The Last Year of the War

by Susan Meissner
Carver County Library hardcover 386 pages
genre: Christian historical fiction

Another wonderful story by Meissner! She's one of my favorite authors we read for book club. This one follows Elise Sontag from her present day elderly situation into her past in 1940s America and Germany. Much of the book focuses on her unlikely friendship in a detention center with a Japanese American girl, Mariko. Elise's father and mother have lived in the United States for twenty years but have not applied for citizenship status when WWII and its fearfulness interrupt their lives in Davenport, Iowa.

I didn't tag any pages in the first half of the book . . . though there was much that I enjoyed. I especially liked the opening pages as Elise describes Alzheimer's as the thief Agnes who steals parts of her life and brain from her. Having seen the devastation that dementia can wreak in a loved-one's life . . . this was a very apt description!

Page 177 - "You know, I don't think it matters now what happened in the past . . . What's important is what happens now. Today." Words of wisdom from Rina, Mariko's adult daughter!

Page 199 - "I had never had a grandmother speak to me this way or look at me with the kind of love with which she was now gazing at me. . . . She loved me without having met me. . . It was so hard to know who I was in that moment, other than a teenage girl loved by her grandmother." Oma is the kind of grandmother I want to be! Loving so extravagantly that the child feels it and knows it thoroughly. (Though I would never want to go for 13 years without meeting a grandchild!) I think part of the reason I tagged this was simply because of that extravagant love . . . like God has for us.

Page  218 - "Love, when it's lavished on you after you've said ugly things, is almost too painful to bear." After the teenaged Elise had erupted at her parents and spewed all her unhappiness, her dad comforts her beautifully. His acceptance of her feelings and understanding of her expression of frustration . . . great parenting!

Page 234 - "We decide who and what we will love and who and what we will hate. We decide what we will do with the love and hate. Every day we decide. It was this that revealed who we were, not the color of our flesh or the shape of our eyes or the language we spoke." To me, this is the key point of the book. Powerful and true - our choices and decisions make us who we are.

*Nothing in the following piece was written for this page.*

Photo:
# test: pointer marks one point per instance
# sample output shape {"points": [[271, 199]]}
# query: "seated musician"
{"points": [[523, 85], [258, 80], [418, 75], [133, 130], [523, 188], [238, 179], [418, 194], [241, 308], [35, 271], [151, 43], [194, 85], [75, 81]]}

Page 269 - "The rich have always been able to get what they want and do what they want. Money is power, Elise. It always has been." Ralph is so very right in terms of "how the world works" but his cynicism is still discouraging. Elise is so young and inexperienced in how the world works. He doesn't make things easy on her!

Page 281 - "The human brain, I have since read, is still ripening when we're seventeen. It's still growing, still forming thought patterns and avenues for arriving at logical conclusions, and it doesn't stop maturing until we reach age twenty-five." Amen! This is so true and yet 18 year olds are legal adults . . . brain development is fascinating.

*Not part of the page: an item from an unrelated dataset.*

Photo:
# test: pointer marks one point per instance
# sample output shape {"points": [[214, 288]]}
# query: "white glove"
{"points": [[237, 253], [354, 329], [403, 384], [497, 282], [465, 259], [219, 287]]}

Page 302 - "She nods in understanding. Mother-love transcends biology." When Elise and Mariko are talking about their lives, Elise explains Pamela and Teddy. This made me think of Katie of course!

Page 379 - "I wanted them to see that not everyone is lucky enough to have family around who love them, and I also wanted them to know that we are all on the road that leads to the edge of our mortality. Life is too brief to waste a minute of it chasing after things that don't matter." Elise brought Pamela and Teddy to nursing homes with her while they were young . . . life's lessons have power.

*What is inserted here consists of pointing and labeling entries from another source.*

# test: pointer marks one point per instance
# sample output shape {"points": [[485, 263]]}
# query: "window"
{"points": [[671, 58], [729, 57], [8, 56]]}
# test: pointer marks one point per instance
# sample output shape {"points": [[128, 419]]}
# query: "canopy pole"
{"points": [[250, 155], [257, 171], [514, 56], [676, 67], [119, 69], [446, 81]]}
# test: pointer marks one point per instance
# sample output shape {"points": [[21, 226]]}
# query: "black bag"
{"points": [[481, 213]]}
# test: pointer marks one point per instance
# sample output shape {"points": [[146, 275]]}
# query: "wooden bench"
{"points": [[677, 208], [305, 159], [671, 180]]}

A reference on page 382 made me think of The Secret Language of Flowers . . . and then yesterday, I saw a copy of it on the library's "discard" cart. I almost bought it, but it's a large print edition and those tend to make me batty when I read them. I love that book and will probably re-read it! This title by Meissner was quite good, but there are others of hers that I like better. The Alzheimer's aspect most resonated with me . . . how awful to start losing parts of your memory and mind.